Es lamentable que la rama judicial del poder público, hasta hace pocos años rodeada de prestigio y credibilidad, esté hoy de modo permanente expuesta a la crítica -ácida y mordaz- y a las faltas de respeto, en buena parte por culpa de algunos de sus propios integrantes, sin excluir a magistrados de las altas corporaciones.
En cualquier parte del mundo, los jueces y magistrados, con independencia de su nivel, son los funcionarios estatales más respetados y atendidos, por cuanto en sus manos está nada menos que la atribución de definir la suerte de personas e instituciones, sobre la base de aplicar a los casos concretos las reglas que conforman el Derecho Positivo; la autoridad para condenar o absolver; la preservación del orden y la defensa de la libertad; la facultad de interpretar las normas de la Constitución y de la ley en los más diversos aspectos que interesan al Estado y a la sociedad en general, y al ciudadano común en particular. En síntesis, la función de "decir el Derecho", lo que precisamente, viniendo del latín (Juris dictio), da nombre a la trascendental función que desempeñan.
En Colombia, en cambio, muchos jueces y magistrados -no todos, por supuesto- han caido en el triste papel de ejecutores de las decisiones que, sin conocimiento del Derecho, ni de los antecedentes procesales, adoptan los medios de comunicación.

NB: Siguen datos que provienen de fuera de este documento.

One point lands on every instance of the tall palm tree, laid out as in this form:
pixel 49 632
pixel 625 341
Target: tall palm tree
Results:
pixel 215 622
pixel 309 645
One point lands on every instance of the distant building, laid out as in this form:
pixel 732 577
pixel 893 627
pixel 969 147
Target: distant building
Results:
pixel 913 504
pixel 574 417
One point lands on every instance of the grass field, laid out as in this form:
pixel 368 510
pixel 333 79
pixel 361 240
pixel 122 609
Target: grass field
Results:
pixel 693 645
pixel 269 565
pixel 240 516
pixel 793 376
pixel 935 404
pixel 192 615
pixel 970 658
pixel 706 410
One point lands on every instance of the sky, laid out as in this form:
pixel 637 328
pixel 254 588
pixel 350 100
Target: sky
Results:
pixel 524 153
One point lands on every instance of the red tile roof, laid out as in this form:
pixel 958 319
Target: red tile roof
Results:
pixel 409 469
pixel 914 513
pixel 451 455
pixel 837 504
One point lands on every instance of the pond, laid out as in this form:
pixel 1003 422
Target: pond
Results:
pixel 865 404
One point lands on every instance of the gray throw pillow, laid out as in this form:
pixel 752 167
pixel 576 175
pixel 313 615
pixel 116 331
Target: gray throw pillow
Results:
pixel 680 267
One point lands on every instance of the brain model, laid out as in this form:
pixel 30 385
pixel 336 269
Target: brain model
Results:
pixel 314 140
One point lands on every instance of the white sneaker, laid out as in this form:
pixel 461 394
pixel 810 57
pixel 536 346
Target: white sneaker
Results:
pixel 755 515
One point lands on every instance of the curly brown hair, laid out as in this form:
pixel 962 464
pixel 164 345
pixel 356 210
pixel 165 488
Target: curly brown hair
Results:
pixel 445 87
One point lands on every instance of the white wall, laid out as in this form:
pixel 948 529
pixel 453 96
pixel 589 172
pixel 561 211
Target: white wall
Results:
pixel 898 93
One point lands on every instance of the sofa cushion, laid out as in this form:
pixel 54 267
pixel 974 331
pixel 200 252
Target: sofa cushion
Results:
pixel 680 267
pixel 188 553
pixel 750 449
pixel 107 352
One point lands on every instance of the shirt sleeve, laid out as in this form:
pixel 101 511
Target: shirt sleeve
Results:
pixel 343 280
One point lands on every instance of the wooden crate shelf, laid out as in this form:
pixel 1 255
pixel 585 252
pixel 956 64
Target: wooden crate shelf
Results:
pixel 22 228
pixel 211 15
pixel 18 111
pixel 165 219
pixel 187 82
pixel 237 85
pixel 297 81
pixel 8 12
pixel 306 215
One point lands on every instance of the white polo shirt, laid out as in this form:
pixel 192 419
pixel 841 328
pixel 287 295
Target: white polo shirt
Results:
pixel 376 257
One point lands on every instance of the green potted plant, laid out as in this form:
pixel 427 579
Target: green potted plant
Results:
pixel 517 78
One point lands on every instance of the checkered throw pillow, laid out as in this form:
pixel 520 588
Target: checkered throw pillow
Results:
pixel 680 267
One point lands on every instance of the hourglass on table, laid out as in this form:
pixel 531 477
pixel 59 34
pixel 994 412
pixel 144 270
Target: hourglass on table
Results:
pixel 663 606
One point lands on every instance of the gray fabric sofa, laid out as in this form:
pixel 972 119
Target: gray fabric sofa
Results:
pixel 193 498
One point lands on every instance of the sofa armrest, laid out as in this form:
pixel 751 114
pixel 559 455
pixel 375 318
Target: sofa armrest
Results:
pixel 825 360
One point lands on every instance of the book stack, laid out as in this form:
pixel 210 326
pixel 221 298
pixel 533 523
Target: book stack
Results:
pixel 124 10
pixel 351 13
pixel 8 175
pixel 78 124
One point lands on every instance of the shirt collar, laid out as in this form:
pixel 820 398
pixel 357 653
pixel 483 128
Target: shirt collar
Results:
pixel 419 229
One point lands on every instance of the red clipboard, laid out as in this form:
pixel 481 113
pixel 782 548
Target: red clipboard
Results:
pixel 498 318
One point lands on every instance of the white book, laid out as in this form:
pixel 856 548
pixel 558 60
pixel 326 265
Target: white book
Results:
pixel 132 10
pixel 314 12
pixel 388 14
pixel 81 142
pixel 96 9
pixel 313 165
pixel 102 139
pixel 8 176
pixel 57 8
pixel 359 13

Si éstos condenan a una persona o si la absuelven, el juez no puede sino hacer lo propio, sin que para ello sea preciso consultar el expediente, si ese juez no quiere someterse a lo que el penalista Alfonso Gómez Méndez ha definido como el "linchamiento mediático". Eso no es otra cosa que prevaricato.
Es necesario que la judicatura se despierte y recobre su dignidad y su papel de árbitro, respetable y respetado.